トヨタ紡織九州-琉球コラソン 試合終了間際に決勝ゴールを決めたCBキム・ドンチョル(左)。駆け寄ったLW梅本貴朗に笑顔で応えた=沖縄県の宜野湾市立体育館

 最後まで絶対に諦めないエースの意地が勝ち越しのゴールを生んだ。トヨタ紡織九州レッドトルネードは、CBキム・ドンチョルが試合終了間際に決勝ゴールを決めて琉球コラソンを撃破。順位も一つ上げ、プレーオフ進出に望みをつないだ。
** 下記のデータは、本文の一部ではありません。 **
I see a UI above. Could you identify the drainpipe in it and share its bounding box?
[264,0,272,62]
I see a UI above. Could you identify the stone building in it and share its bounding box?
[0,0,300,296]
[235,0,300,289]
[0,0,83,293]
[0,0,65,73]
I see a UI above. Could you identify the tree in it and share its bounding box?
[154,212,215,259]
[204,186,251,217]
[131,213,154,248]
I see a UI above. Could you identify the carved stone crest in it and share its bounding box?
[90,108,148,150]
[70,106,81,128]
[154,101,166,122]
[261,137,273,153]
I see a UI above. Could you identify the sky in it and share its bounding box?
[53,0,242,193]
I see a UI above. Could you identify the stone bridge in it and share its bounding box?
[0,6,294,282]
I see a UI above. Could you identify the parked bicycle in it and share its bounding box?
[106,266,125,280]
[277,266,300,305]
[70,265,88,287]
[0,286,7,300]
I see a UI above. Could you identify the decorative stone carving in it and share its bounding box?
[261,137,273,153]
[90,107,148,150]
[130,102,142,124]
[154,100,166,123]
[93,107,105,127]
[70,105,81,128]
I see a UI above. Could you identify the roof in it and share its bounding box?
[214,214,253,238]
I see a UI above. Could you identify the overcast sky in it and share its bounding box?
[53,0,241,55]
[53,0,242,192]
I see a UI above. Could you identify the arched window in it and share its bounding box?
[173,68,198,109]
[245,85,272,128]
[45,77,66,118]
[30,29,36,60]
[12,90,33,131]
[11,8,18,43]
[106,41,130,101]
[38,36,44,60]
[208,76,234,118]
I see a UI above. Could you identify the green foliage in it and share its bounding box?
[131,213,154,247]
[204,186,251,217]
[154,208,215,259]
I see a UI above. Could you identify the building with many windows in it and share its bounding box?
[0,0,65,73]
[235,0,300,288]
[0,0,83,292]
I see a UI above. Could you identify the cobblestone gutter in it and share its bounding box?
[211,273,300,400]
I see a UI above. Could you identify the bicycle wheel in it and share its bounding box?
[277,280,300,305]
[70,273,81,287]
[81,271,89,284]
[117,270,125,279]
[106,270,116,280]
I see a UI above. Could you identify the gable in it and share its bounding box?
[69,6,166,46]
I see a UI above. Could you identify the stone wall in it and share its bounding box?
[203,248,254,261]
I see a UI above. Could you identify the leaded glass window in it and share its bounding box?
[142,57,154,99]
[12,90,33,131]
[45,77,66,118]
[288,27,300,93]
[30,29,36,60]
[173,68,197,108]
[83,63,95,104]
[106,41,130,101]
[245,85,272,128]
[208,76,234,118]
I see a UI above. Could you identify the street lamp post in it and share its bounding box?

 26-26の同点で迎えた終了間際。残り21秒のところで、トヨタ紡織九州は最後のタイムアウトを取った。石黒将之監督の指示は「残り時間をフルに使って攻めろ」。全員でパスを回して時計を進め、残り2秒。キムはRB松浦慶介の出したラストパスをしっかり受け取ると、最後は雄たけびを上げながら体ごと前に投げ出し、値千金のゴールを決めた。

 昨季終盤、3季連続8位と不振にあえぐチームの再建請負人として加入。今季、開幕から勝ちきれないチームの現状に「強く責任を感じていた」が、この日は持ち前の勝負強さを発揮して、自らの力で勝利の扉をこじ開けた。

 リーグ戦は次戦から3巡目で、いよいよ終盤戦に入る。「コミュニケーションを大切に勝ちを重ねたい」とキム。この日の勝利でプレーオフ圏内の4位大同特殊鋼(愛知県)との勝ち点差は8に縮まった。おぼろげだが、上位の背中が見えてきた。